Wednesday, November 09, 2005

Good news from Paris

Wednesday's Wall Street Journal Europe editorial page (subs req'd) is upset with the French public TV networks for not showing all the mayhem in the suburbs:

Pictures of the worst urban violence in France since World War II are capturing the world's imagination. Only the French themselves aren't necessarily watching the same thing as the rest of the planet.

The country's largest private television network, TF1, refrains from airing footage of burning cars or buildings. "We know that it's the type of thing that provokes contagion," Robert Namias, the head of the station's news division, told the Journal yesterday ... Pretending otherwise [no emergency] won't help France understand or come to grips with the problems in the burning banlieues that have caught most of France -- certainly, consumers of its television news -- by surprise.

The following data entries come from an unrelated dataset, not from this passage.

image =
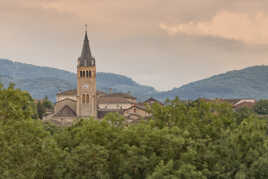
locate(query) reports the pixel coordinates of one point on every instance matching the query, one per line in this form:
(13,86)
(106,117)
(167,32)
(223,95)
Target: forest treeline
(181,140)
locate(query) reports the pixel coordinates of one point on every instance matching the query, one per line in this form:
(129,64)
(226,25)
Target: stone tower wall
(86,91)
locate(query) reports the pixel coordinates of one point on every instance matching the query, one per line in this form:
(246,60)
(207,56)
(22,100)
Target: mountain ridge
(250,82)
(48,81)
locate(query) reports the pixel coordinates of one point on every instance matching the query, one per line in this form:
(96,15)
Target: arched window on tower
(87,99)
(83,99)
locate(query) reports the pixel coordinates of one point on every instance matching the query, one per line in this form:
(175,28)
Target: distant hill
(250,82)
(45,81)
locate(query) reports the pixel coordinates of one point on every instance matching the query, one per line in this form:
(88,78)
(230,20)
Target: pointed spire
(86,53)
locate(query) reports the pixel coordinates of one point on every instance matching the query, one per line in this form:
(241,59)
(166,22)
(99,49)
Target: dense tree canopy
(181,140)
(261,107)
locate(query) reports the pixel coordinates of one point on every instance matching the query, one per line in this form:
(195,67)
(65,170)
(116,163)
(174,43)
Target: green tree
(261,107)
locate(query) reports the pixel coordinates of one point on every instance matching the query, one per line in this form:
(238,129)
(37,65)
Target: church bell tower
(86,82)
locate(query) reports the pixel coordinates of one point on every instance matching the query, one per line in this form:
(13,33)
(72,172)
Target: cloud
(251,29)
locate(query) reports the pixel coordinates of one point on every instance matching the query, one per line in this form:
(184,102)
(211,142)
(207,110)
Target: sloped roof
(73,92)
(152,100)
(138,106)
(122,95)
(66,111)
(66,100)
(112,100)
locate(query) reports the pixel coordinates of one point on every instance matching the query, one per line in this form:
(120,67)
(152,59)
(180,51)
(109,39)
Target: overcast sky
(162,43)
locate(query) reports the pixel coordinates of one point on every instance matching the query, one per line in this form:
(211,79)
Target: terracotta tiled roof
(152,100)
(142,107)
(66,111)
(122,95)
(73,92)
(66,100)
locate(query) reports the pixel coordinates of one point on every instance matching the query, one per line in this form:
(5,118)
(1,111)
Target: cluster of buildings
(85,101)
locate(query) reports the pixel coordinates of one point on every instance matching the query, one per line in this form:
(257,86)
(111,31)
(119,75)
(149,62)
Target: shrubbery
(193,140)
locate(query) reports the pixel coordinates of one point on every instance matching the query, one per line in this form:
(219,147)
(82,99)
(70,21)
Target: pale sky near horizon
(162,43)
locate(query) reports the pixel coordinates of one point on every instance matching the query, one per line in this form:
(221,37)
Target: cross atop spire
(86,53)
(86,58)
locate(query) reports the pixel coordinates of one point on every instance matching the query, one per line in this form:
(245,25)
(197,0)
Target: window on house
(87,101)
(83,99)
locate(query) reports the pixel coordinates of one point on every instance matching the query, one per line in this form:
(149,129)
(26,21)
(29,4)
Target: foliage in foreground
(194,140)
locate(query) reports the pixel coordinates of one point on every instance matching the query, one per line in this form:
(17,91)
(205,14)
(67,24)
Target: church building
(85,101)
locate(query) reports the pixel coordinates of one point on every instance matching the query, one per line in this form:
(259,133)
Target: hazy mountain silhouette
(250,82)
(45,81)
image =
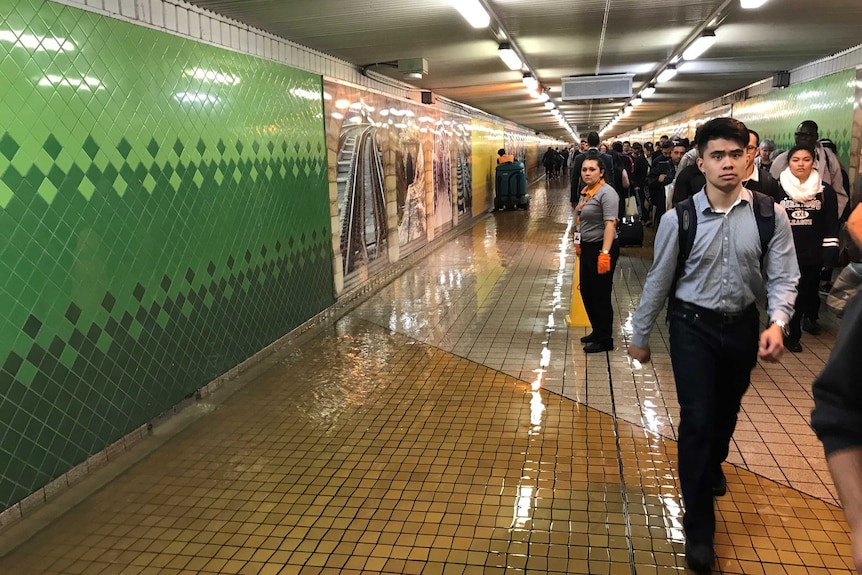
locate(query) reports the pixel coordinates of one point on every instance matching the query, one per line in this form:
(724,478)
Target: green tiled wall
(828,101)
(163,216)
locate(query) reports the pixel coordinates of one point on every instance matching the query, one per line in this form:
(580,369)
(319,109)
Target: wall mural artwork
(411,189)
(398,171)
(442,175)
(463,169)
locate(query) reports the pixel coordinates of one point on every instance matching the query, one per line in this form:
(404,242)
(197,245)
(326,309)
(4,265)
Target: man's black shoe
(599,346)
(811,326)
(719,485)
(699,557)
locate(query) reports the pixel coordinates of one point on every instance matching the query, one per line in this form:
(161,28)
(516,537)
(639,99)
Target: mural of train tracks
(361,200)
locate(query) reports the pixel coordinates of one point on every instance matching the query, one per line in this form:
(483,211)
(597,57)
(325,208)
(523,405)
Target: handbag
(848,282)
(631,207)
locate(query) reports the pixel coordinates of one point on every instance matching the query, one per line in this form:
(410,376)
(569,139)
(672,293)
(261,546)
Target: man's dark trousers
(712,357)
(597,289)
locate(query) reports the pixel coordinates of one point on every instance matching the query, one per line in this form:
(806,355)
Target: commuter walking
(714,322)
(595,229)
(837,414)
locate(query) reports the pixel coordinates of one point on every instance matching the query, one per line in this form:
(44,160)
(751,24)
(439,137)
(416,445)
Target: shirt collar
(701,202)
(754,177)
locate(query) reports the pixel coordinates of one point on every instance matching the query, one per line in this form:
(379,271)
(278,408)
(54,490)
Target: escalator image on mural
(361,200)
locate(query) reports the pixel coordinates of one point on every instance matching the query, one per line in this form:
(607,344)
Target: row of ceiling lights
(692,52)
(478,17)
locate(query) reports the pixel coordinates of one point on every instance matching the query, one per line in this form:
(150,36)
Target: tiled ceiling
(560,38)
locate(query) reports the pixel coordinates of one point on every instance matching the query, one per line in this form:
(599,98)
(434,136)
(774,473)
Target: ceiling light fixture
(473,12)
(699,46)
(509,57)
(530,81)
(666,74)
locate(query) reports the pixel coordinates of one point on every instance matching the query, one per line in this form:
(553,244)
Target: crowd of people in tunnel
(740,213)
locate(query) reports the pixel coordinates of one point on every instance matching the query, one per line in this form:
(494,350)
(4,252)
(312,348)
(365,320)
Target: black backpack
(764,215)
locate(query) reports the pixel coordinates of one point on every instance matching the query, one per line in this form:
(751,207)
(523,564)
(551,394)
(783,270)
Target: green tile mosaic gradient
(828,101)
(163,216)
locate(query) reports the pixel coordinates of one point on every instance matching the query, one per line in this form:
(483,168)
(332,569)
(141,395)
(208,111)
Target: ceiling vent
(597,87)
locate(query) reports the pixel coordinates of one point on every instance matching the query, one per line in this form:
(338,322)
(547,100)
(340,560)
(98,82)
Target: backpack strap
(764,215)
(687,224)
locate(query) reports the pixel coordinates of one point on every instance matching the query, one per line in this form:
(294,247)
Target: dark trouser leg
(712,365)
(738,358)
(597,289)
(809,290)
(809,284)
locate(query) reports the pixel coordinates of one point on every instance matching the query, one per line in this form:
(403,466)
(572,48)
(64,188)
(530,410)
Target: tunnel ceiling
(559,38)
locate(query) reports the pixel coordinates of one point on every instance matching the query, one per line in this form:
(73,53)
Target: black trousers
(807,299)
(712,358)
(596,289)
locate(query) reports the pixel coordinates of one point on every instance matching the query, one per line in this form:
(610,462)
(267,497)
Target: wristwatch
(785,331)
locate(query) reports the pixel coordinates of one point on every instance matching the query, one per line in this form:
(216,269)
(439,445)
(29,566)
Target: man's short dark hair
(597,156)
(721,129)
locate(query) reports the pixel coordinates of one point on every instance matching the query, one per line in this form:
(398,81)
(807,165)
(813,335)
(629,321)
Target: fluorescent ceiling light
(699,46)
(473,12)
(666,74)
(508,56)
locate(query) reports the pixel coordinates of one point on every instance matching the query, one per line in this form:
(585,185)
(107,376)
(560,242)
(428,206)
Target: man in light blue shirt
(715,337)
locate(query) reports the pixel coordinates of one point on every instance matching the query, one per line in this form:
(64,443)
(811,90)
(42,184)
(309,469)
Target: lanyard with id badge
(586,194)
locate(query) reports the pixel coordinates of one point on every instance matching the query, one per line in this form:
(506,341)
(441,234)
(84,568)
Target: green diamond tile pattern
(164,215)
(776,115)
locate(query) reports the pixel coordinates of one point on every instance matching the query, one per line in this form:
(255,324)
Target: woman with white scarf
(812,207)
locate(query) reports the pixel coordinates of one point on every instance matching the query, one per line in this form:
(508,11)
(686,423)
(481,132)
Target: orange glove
(604,263)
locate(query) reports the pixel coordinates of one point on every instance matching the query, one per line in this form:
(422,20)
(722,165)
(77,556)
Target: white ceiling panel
(563,38)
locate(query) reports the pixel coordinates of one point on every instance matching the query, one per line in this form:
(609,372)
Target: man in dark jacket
(758,179)
(607,160)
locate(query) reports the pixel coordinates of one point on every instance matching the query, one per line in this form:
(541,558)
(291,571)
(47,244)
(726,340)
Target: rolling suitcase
(510,187)
(630,232)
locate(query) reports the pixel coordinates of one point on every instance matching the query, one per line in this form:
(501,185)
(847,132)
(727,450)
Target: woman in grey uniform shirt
(595,227)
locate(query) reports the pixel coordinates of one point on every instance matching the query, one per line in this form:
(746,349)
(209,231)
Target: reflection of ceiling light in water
(37,43)
(212,76)
(85,83)
(191,98)
(307,94)
(523,506)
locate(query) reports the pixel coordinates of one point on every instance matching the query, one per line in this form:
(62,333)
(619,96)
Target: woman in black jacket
(812,208)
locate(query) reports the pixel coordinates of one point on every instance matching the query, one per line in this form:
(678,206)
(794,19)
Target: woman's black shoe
(599,346)
(699,557)
(793,345)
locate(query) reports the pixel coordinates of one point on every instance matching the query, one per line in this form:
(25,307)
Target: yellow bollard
(577,316)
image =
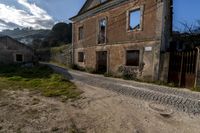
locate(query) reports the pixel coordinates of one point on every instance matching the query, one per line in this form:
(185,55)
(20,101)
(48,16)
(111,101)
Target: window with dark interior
(102,1)
(102,31)
(132,57)
(80,33)
(134,19)
(19,57)
(80,57)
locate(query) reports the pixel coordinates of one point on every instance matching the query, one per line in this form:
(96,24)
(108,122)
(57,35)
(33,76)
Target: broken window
(102,31)
(132,57)
(80,34)
(80,57)
(134,19)
(19,57)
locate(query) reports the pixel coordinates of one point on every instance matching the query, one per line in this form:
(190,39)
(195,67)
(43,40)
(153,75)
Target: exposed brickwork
(119,38)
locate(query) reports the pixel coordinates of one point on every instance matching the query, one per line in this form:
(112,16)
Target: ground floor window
(80,56)
(19,57)
(132,57)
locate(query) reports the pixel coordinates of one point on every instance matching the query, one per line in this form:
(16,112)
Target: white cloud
(34,16)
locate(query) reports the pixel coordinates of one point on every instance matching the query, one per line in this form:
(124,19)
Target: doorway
(101,61)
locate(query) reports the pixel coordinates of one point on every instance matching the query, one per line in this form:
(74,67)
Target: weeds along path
(182,100)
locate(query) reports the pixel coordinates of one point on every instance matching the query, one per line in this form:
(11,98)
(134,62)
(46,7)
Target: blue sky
(44,13)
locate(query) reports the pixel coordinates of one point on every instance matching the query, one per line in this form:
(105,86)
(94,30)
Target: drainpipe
(197,67)
(72,44)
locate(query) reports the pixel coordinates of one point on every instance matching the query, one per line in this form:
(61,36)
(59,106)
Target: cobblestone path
(181,100)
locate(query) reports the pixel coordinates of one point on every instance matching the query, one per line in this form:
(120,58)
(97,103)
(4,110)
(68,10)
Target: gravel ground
(180,99)
(106,106)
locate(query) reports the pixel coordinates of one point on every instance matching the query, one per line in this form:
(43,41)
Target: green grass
(40,78)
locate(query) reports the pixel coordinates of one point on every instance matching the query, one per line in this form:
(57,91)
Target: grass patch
(40,78)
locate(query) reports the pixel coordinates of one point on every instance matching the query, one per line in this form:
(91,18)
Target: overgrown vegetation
(39,78)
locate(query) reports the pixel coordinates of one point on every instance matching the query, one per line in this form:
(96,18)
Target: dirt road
(97,111)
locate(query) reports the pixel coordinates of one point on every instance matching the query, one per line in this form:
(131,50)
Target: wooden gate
(182,68)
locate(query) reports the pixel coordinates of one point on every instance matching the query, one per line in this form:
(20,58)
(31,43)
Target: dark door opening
(102,62)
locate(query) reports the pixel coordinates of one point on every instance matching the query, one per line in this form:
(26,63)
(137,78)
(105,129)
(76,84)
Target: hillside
(26,35)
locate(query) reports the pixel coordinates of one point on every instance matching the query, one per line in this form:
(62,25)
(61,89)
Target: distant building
(12,51)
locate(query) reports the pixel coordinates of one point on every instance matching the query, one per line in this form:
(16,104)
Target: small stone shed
(12,51)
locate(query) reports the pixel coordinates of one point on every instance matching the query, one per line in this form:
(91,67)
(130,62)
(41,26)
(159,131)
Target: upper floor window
(19,58)
(80,56)
(134,20)
(102,31)
(80,33)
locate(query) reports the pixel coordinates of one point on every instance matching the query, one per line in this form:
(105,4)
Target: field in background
(39,78)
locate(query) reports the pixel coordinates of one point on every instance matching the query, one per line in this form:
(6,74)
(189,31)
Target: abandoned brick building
(123,35)
(12,51)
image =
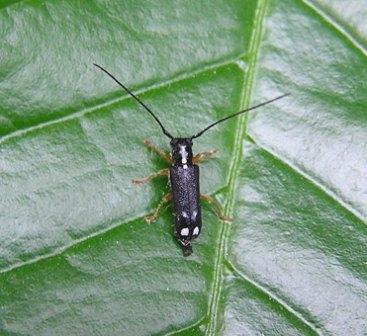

Yet this same editorial page has for the last two years claimed that the problem in Iraq is media coverage of the bad stuff, and hosted a "Good News from Iraq" spot on their website -- assembled by a blogger on the frontline (Australia):

... no escaping the continuing negativity of the mainstream media coverage ... Experts might debate exactly how much water there is in the Iraqi glass, but there is little doubt that--yet again--while the cameras and microphones were pointing toward the carnage, violence and corruption, Iraq has continued its slow and steady march out of its three-decade-long nightmare into a much more normal tomorrow ... It's a pity because the story of "Iraq, the phoenix rising from the ashes" is in many ways a lot more interesting, not to say consequential, than the usual steady media diet of "Iraq, the Wild East."

We're off now to get a number on how many French children attend school today -- something the relentlessly negative media have failed to report.